Consider the declaration of a class that contains a lambda function or a reference to it:
#include <utility>
template <class Func>
struct Holder
{
Holder(Func && func) : m_func(std::forward<Func>(func))
{
}
Func m_func;
};
template <class Func>
auto MakeHolder(Func && func)
{
return Holder<Func>(std::forward<Func>(func));
}
In the code below h1 is equivalent to h2:
int main()
{
auto func = [](int val) { };
Holder h1 = MakeHolder(func);
Holder<decltype(func) &> h2(func);
return 0;
}
and the following code would not compile:
int main()
{
auto func = [](int val) { };
Holder<decltype(func)> h2(func);
return 0;
}
it is because func is of type const Lambda & but the constructor parameter is of type Lambda &&.

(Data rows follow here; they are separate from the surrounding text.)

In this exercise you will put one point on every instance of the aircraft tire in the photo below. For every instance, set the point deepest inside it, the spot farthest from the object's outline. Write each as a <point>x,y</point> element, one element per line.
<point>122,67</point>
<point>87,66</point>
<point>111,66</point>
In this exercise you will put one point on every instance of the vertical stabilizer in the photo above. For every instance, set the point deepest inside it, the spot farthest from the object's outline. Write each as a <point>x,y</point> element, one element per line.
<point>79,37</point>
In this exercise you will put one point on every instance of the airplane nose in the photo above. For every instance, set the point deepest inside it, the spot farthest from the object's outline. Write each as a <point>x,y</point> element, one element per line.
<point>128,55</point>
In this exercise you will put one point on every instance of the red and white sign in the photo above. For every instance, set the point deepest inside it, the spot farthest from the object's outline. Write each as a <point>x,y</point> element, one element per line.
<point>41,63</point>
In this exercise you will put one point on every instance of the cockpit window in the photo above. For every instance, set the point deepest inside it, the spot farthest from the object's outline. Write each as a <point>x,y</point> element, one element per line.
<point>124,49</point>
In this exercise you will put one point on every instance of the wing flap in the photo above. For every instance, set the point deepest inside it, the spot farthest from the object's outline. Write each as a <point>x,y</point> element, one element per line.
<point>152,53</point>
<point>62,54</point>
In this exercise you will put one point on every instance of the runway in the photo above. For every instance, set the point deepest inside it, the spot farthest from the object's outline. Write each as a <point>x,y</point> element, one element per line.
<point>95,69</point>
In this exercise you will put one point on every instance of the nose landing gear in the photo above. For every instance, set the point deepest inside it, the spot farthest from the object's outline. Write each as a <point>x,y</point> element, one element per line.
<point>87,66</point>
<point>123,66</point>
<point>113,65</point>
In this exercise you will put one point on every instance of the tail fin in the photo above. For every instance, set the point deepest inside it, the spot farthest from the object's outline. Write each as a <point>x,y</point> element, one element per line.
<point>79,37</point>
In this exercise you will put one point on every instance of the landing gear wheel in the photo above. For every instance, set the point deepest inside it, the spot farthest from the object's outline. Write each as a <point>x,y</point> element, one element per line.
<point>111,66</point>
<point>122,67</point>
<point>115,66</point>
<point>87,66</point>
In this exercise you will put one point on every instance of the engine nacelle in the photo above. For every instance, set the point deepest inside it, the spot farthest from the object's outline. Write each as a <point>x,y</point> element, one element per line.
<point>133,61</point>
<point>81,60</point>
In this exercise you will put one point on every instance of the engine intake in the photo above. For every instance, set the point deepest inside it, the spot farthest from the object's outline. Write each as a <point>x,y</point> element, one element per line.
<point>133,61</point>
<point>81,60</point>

Furthermore, the following code will crash:
auto MakeCorruptedHolder()
{
const std::shared_ptr<std::string> p = std::make_shared<std::string>("abc");
auto func = [p]()
{
std::cout << "Labda with " << *p << std::endl;
};
return MakeHolder(func);
}
int main()
{
Holder h = MakeCorruptedHolder();
h.m_func();
return 0;
}
But if we replace line 10 with
return MakeHolder(std::move(func));
it stops to crash, because now Func is the value, but not the reference.
To prevent your brain from a collapse it is better to define Holder class like this:
template <class Func>
struct Holder
{
Holder(Func func) : m_func(std::move(func))
{
}
std::decay_t<Func> m_func;
};
thus it will contain the value, whatever you do with it.